Is Main() Really Start of a C++ Program

Is main() really start of a C++ program?

No, C++ does a lot of things to "set the environment" prior to the call of main; however, main is the official start of the "user specified" part of the C++ program.

Some of the environment setup is not controllable (like the initial code to set up std::cout; however, some of the environment is controllable like static global blocks (for initializing static global variables). Note that since you don't have full control prior to main, you don't have full control on the order in which the static blocks get initialized.

After main, your code is conceptually "fully in control" of the program, in the sense that you can both specify the instructions to be performed and the order in which to perform them. Multi-threading can rearrange code execution order; but, you're still in control with C++ because you specified to have sections of code execute (possibly) out-of-order.

why main function run first in c/c++?

Because that's what the Standard defines the language to use (C++ quoted here):

[basic.start.main]

A program shall contain a global function called main. Executing a program starts a main thread of execution (...) in which the main function is invoked (...)

So the compiler has to produce the binary in a way that calls main when the program is started by the operating system, or, in case of freestanding environments, when it's loaded.
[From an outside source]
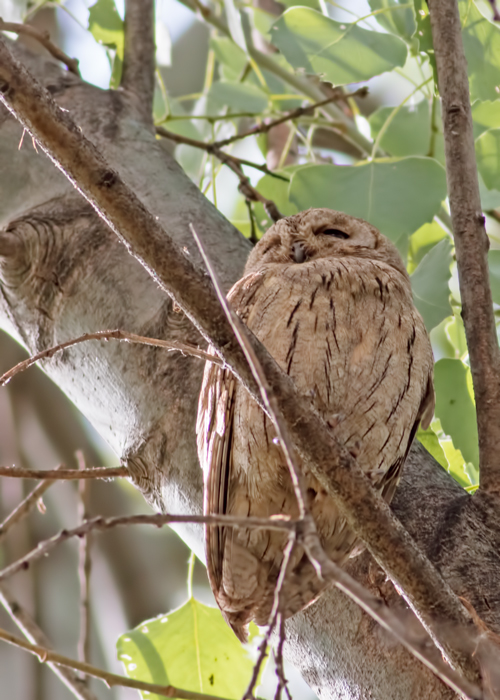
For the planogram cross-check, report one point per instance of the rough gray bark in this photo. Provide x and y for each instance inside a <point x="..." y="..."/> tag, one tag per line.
<point x="70" y="275"/>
Technically speaking, it doesn't have to be the first call in the resulting assembly. The compiler can insert some additional startup code (like initializing variables etc.), which can itself be grouped into functions. This is out of concern of a C++ program developer, but becomes quite important on embedded systems, where you need/want to be aware of almost every instruction executed.

Is a main() required for a C program?

No, the ISO C standard states that a main function is only required for a hosted environment (such as one with an underlying OS).
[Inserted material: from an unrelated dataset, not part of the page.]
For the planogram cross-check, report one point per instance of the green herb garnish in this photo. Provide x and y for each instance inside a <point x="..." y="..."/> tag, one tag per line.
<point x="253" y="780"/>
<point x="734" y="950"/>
For a freestanding environment like an embedded system (or an operating system itself), it's implementation defined. From C99 5.1.2:

Two execution environments are defined: freestanding and hosted. In both cases, program startup occurs when a designated C function is called by the execution environment.

In a freestanding environment (in which C program execution may take place without any benefit of an operating system), the name and type of the function called at program startup are implementation-defined.
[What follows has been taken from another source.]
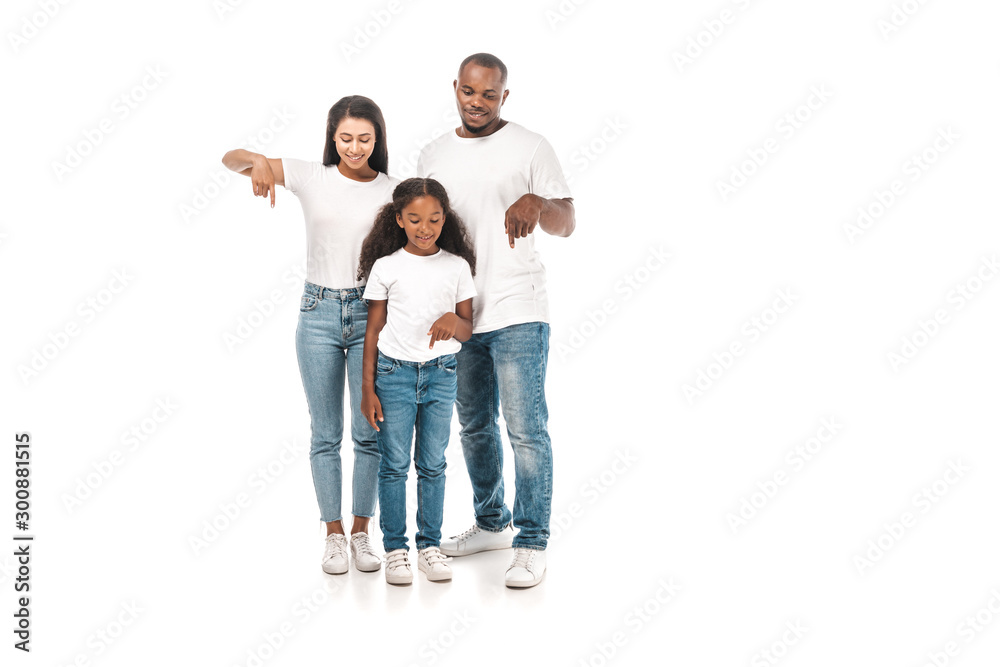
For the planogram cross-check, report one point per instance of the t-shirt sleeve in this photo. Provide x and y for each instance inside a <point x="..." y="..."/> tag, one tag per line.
<point x="547" y="178"/>
<point x="466" y="286"/>
<point x="376" y="289"/>
<point x="298" y="173"/>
As to how Linux itself starts, the start point for the Linux kernel is start_kernel though, for a more complete picture of the entire boot process, you should start here.

Does the program execution always start from main in C?

The '#pragma' command is specified in the ANSI standard to have an arbitrary implementation-defined effect. In the GNU C preprocessor, '#pragma' first attempts to run the game 'rogue'; if that fails, it tries to run the game 'hack'; if that fails, it tries to run GNU Emacs displaying the Tower of Hanoi; if that fails, it reports a fatal error. In any case, preprocessing does not continue.

-- Richard M. Stallman, The GNU C Preprocessor, version 1.34

Program execution starts at the startup code, or "runtime". This is usually some assembler routine called _start or somesuch, located (on Unix machines) in a file crt0.o that comes with the compiler package. It does the setup required to run a C executable (like, setting up stdin, stdout and stderr, the vectors used by atexit()... for C++ it also includes initializing of global objects, i.e. running their constructors). Only then does control jump to main().

As the quote at the beginning of my answer expresses so eloquently, what #pragma does is completely up to your compiler. Check its documentation. (I'd guess your pragma startup - which should be prepended with a # by the way - tells the runtime to call fun() first...)

Why is main necessary in a program

Why? Because the standard says so (mostly).

The main function is required for hosted C environments (freestanding environments are allowed to start up any way they like).

If you're developing a library, you don't need a main for the library itself but you won't be able to turn it into an executable without one (other than by using non-portable trickery). And, at a bare minimum, you should have one for the test suite anyway.

In other words, your library should have a large test suite which is controlled from a main function (most likely in a separate source file or files) so that you can test any new work and regression-test to ensure it hasn't stuffed up the old work.

Which mechanism knows the entry point of a program is main()

The application does not know that main() is the entry point. Firstly, we assume C not C++ here despite your picture.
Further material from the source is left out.